Growth is driven by demand
The central bank said that strong demand in Estonia and in foreign markets had pushed the Estonian economy above its long-term sustainable level. “Although it is not possible to measure long-term sustainable growth or the consequent size of the economy directly, low unemployment, a rise in the number of unfilled vacancies, increasing labour shortages, strong wage growth, and rising inflation all indicate that the economic cycle has reached a point where growth is being driven mainly by demand, not by increases in the production capacity of companies or in labour productivity. Productivity has grown a little faster in the past year, but the rate of growth is still lower than in the previous decade.”
“Upward pressure on wages will be weaker in the near future, but only for the time being,” the bank also said. “Pressure will be eased in 2018 by the income tax reform and smaller rises in the minimum wage than earlier, [al]though in subsequent years wage competition will start to increase again. Although labour costs have risen strongly for a long time now, the wage level in Estonia is still only about half of the European Union average, and as large differences remain in income levels, so upwards pressure on wages will remain. It is hard to fill vacancies in low paid jobs as they are not competitive in the labour market.”
No signs of a sharp stop to growth
The rapid growth in spending by the general government will boost the economy in 2018. “General government investment will increase in 2018 and the changes to income tax will raise the disposable income of households, which will boost the economy as a large part of this will go into consumption,” the bank noted. “It is forecast that fiscal policy will boost economic growth until the end of the forecast horizon in 2020, as throughout this time the consolidated general government budget will be in nominal and structural deficit.”
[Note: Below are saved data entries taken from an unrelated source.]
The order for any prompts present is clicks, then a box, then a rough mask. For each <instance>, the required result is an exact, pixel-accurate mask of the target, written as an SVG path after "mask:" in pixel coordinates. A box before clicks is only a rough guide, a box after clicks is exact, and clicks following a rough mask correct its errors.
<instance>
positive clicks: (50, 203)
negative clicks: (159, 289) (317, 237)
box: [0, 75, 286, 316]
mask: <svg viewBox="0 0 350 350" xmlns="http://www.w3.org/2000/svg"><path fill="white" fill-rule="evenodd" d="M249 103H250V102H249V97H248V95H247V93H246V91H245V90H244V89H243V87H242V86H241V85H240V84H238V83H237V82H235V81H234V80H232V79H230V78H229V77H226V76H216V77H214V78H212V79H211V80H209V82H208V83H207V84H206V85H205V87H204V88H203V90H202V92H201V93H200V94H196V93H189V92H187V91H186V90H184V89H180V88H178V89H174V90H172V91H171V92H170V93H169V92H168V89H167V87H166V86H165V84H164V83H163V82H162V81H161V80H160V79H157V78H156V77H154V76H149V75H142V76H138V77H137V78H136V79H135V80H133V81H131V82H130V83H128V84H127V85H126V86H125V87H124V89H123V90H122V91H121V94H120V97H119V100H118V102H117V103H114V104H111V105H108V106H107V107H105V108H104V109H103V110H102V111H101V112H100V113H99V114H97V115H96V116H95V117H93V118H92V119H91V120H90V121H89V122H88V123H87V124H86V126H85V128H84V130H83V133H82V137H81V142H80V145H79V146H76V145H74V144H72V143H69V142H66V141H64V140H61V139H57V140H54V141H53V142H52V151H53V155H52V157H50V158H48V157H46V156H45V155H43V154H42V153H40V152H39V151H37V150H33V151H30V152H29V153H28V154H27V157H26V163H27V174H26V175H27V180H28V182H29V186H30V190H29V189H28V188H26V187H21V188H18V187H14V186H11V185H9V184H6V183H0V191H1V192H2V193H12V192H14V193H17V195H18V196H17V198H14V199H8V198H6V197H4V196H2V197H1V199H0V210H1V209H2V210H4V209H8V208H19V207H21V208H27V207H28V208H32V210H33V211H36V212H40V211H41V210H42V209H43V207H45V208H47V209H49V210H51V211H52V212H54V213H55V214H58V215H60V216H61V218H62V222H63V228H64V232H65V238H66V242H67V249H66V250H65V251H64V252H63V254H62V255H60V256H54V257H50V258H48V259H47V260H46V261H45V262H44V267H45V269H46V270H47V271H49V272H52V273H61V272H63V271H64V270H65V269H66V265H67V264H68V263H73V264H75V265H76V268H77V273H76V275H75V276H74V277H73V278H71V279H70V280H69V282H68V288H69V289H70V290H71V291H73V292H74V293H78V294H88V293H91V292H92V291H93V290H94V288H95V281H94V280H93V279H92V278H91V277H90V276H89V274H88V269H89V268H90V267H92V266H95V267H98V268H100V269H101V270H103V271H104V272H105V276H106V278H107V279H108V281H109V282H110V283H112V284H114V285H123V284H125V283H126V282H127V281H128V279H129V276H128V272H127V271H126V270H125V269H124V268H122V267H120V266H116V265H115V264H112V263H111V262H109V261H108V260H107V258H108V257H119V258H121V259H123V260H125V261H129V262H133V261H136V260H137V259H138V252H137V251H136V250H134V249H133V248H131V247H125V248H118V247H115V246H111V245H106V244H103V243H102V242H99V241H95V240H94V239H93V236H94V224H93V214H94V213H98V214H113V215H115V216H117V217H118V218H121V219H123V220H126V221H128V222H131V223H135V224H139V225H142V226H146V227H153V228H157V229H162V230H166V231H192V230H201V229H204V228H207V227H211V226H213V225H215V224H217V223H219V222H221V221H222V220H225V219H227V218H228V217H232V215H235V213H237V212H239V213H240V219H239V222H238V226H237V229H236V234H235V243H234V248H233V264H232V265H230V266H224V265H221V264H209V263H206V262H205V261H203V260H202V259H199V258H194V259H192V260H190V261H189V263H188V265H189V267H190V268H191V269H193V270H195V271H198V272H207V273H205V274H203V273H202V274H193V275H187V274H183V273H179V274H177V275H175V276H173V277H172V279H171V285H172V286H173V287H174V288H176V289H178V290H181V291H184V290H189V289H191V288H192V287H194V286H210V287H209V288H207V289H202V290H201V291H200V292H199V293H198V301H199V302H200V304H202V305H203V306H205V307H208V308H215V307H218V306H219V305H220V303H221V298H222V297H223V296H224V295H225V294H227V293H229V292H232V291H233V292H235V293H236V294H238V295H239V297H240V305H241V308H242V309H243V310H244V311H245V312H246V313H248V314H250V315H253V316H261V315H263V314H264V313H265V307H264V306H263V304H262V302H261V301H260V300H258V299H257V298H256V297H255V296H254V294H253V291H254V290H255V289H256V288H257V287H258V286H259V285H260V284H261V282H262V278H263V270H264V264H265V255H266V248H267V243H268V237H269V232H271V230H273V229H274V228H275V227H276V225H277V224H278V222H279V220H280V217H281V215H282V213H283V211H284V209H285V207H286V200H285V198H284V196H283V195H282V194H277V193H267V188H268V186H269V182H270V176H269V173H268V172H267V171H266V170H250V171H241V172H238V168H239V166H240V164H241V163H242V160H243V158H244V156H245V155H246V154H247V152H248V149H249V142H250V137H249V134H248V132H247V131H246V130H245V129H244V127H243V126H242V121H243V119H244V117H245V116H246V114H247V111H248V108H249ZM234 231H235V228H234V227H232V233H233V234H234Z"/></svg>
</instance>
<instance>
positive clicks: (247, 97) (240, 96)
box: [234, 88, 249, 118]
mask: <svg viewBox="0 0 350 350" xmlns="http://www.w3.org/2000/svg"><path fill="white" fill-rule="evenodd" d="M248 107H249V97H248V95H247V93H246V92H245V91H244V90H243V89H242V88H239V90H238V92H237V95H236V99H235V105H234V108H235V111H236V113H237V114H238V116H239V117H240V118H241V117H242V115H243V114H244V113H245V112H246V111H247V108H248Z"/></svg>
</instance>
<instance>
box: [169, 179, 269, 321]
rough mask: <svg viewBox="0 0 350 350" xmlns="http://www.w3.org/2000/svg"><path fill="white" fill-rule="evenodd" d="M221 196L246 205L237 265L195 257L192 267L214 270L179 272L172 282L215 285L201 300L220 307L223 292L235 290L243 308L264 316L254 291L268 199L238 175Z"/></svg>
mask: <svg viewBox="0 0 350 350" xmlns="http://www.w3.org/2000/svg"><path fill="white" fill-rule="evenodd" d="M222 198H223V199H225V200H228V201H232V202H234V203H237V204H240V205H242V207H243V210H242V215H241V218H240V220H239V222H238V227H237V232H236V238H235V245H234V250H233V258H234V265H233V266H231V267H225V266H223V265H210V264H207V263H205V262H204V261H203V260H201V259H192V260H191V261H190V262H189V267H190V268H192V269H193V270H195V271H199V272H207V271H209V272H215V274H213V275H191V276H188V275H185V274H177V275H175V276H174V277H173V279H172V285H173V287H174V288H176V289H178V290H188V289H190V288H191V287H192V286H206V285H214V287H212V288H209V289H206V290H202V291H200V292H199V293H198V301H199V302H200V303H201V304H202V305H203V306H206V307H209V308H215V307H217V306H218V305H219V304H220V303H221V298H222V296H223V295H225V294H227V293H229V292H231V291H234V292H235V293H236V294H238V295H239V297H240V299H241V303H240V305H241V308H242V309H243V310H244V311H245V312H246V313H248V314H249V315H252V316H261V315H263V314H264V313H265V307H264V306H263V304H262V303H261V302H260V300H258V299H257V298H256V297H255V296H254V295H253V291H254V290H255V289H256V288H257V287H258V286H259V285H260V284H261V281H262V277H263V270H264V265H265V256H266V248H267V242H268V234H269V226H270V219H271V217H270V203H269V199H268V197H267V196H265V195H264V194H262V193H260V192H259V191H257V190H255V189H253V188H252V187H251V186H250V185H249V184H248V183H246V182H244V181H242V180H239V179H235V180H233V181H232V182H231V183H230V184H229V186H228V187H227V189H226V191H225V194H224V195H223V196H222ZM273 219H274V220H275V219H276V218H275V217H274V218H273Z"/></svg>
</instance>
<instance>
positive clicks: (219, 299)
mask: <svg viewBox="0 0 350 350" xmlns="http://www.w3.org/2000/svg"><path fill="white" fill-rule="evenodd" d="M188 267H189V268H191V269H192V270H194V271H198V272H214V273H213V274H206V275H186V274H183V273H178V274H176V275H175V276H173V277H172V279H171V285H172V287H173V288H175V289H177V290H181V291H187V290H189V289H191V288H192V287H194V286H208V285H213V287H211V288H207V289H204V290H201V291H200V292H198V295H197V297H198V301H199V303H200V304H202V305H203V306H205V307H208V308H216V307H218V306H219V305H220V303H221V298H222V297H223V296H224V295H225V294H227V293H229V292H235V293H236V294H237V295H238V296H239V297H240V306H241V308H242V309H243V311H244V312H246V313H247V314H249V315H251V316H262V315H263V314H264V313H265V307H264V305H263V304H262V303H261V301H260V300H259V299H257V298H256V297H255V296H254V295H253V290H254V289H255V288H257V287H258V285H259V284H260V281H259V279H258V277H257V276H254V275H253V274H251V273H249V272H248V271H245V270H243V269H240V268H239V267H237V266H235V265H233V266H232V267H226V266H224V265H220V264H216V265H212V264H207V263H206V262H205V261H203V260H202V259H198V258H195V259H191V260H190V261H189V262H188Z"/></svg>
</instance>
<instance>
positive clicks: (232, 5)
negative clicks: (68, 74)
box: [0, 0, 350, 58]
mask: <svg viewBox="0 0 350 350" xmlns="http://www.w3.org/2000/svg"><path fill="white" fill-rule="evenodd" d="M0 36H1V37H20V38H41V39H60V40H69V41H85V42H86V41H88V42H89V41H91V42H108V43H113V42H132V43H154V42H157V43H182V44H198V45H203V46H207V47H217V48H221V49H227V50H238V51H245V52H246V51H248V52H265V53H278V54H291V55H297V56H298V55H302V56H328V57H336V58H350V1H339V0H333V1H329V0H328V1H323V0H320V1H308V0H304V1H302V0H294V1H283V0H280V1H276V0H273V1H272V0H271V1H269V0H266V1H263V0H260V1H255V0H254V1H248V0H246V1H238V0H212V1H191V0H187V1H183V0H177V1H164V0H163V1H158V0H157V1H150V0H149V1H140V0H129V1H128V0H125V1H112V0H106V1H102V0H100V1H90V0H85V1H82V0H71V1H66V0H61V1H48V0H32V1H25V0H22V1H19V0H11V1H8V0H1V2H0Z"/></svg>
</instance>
Also, there is nothing evidently apparent in the domestic economy that could bring a sharp stop to growth in the economy. According to the Bank of Estonia, the main risks come from the pressure on labour costs that have been noted for some time already and that threaten the international competitiveness of companies, and from the recently emerged danger of overheating in the construction sector. “Even if the rise in labour costs is based on excessive optimism however, wages are likely to adjust smoothly as the financial indicators for companies are strong enough to let them survive such pressure and they are evidently in better condition than before the last crisis.”
The bank also said inflation would fall in the coming years. “Consumer prices grew at close to 4% over the year in the last months of 2017, but this will fall to close to 2% in the years ahead.”